Esta Pena de Amor
Madelaine estaba en la puerta
número 22 del aeropuerto de ciudad de Panamá cuando yo perdí mi vuelo de las
9:50 a Managua. La vi porque era inevitable obviarla, tenía un pelo rojo
carmín, un vestido azul cielo que se entallaba a su cintura con canutillos y
lentejuelas baratas, a partir de la cintura, su falda se abría como una
sombrilla hasta el piso. Nosotros los latinos que no guardamos composturas, nos
quedábamos con los ojos más abiertos que nunca mirando su caminar, su reposo,
su vestido un poco roído y ella caminaba con funcionarios de un lado a otro por
las puertas, con una angustia que le
devoraba el vientre y le apretaba la garganta.
Inevitablemente tuve que seguirla,
el próximo vuelo salía en dos horas y ya me había gastado 70 dólares en la
mentira del puerto libre de Panamá. La
seguí por media hora y supe que hablaba un español fluido más bien exitoso para
ser gringa. El aeropuerto de Panamá era una pesadilla, lleno de roncadores en
los asientos y de gente mirona, miraban a mi Madeleine, que ya era mía porque
se había convertido en mi obsesión. Los funcionarios le indicaban que nada
podía hacer, que esperara en una puerta, en la otra, en el punto de
información, que llamarían a Israel, el chico alto que se encargaba de los
cambios. Madeleine ¡pobre mía!
Cuando por fin se sentó me miró
con cara de furia, me gritó entre dientes – qué quieres- y yo le respondí con
una pregunta –¿por qué estás vestida de ese modo?- frunció el ceño y mantuvo un minuto de
silencio –porque me da la gana- asenté
con la cabeza – es un buen argumento- le dije.

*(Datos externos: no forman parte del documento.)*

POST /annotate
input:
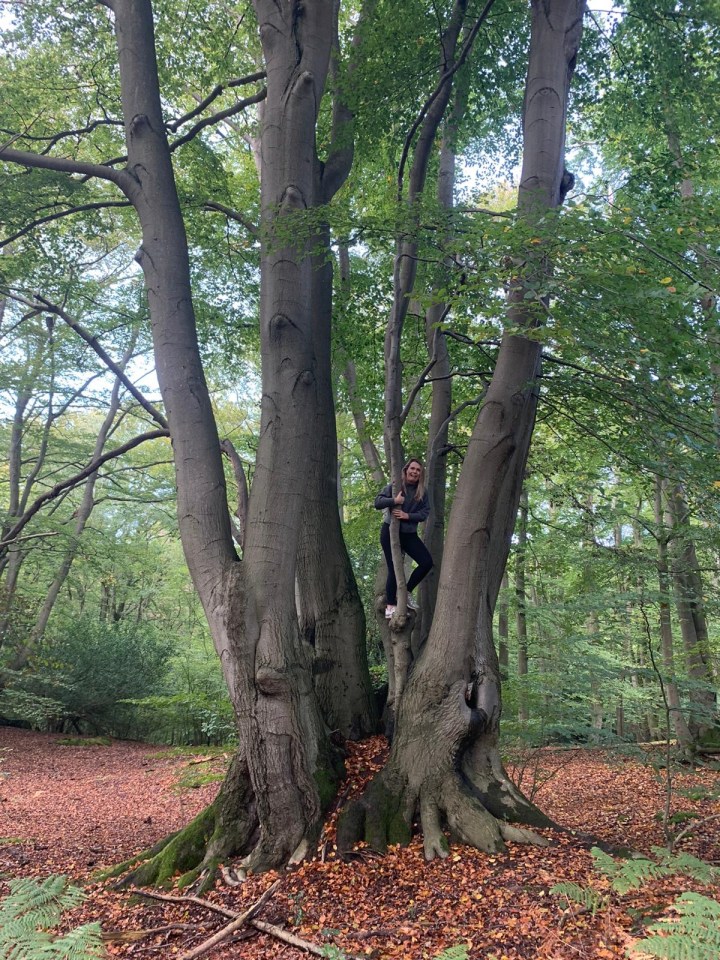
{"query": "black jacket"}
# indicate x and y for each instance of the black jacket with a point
(417, 510)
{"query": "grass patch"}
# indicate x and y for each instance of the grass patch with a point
(85, 741)
(173, 753)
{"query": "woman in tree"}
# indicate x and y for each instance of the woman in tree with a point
(410, 506)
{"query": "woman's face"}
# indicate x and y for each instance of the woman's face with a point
(413, 472)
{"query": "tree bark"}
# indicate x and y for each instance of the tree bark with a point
(444, 760)
(285, 760)
(521, 609)
(677, 719)
(690, 605)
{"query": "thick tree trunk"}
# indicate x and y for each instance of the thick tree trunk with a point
(332, 619)
(285, 765)
(444, 760)
(503, 610)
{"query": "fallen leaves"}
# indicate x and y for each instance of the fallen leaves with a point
(66, 809)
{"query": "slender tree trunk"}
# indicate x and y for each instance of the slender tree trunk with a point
(677, 718)
(521, 608)
(81, 518)
(503, 610)
(441, 405)
(332, 619)
(690, 605)
(444, 760)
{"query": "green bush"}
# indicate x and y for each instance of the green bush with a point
(29, 913)
(80, 677)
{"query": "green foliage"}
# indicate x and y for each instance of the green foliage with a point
(632, 873)
(85, 672)
(693, 935)
(458, 952)
(584, 896)
(31, 910)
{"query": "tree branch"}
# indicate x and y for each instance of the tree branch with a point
(28, 228)
(94, 344)
(175, 125)
(25, 158)
(217, 118)
(73, 481)
(446, 76)
(231, 927)
(231, 214)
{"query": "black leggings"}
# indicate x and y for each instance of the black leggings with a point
(412, 545)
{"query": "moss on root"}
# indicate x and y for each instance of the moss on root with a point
(183, 853)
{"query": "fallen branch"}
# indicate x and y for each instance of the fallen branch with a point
(237, 921)
(231, 927)
(130, 936)
(287, 937)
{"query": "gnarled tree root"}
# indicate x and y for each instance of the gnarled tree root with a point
(226, 828)
(448, 806)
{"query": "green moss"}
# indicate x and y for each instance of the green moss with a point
(398, 830)
(182, 853)
(326, 781)
(385, 822)
(193, 779)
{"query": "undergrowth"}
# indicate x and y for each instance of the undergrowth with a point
(691, 932)
(29, 913)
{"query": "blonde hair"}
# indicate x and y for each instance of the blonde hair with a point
(420, 492)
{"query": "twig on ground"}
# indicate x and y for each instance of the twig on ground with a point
(231, 927)
(237, 920)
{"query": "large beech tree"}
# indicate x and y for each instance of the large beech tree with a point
(444, 760)
(285, 771)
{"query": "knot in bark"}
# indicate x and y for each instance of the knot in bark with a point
(271, 682)
(292, 199)
(137, 123)
(305, 379)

Pasamos un tiempo considerable sentadas la una al frente de la otra,
quise sacar mis informes y trabajar en ellos pero Madeleine y su misterio me
tenían hipnotizada. –qué miras- me dijo
rompiendo el silencio, con voz altiva le respondí – tu rímel corrido- torció su boca y se agarró las manos
cubriéndose el estómago, miró hacia otro lado.
-sabes, creo que las princesas
sólo pueden serlo de noche, nadie quiere ver a una princesa al otro día, con la
cara de resaca y el rímel corrido- le dije
rompiendo el silencio. Me miró
con desdén –a ti quién te dijo que soy una puta princesa- vociferó. Intenté ser menos intrusiva pero no podía
contenerme –pensé que lo eras, al menos lo pareces- Creo que me miró y con sus ojos verdes y su
prolongado silencio me diría que había pasado una mala noche, que lo había perdido todo en un casino, que se
había emborrachado hasta el amanecer con cinco panameños, que luego amaneció y
recordó que tenía un boleto de vuelta para las 8:00 p.m a Miami, que había
huido triste y vacía en un autobús hasta el aeropuerto y que no querían hacerle
el cambio sin que pagase la multa, que ella no tenía 26.80 dólares y que estaba
rogando por regresar a su habitación y besar a su gata, que se llamaría Plum o
Teresita.
Un funcionario se paró al frente
de ella, -Sra Madeleine, hemos conseguido que vuele a las 10:53 con conexión en
San Salvador, tiene que abordar ahora-
La peliroja levantó su pesado cuerpo de uno con ochenta y me miró más
tranquila –que tengas un buen vuelo chica- me dijo, yo me quedé abandonada,
quería saber más de ella, quería que se quitará ese vestido y que entre ambas
lo rompiéramos hasta que no quedara un miserable canutillo, le dije -¿todo
bien? – y me respondió – sí, sólo una pena de amor- Ay mi Madeleine, para desgracia tuya y de
todas las latinas que te veíamos con ojo de rana tropical, si eras una princesa,
por desfortuna mía, no podía con mis manos de rola frailejón cuidarte.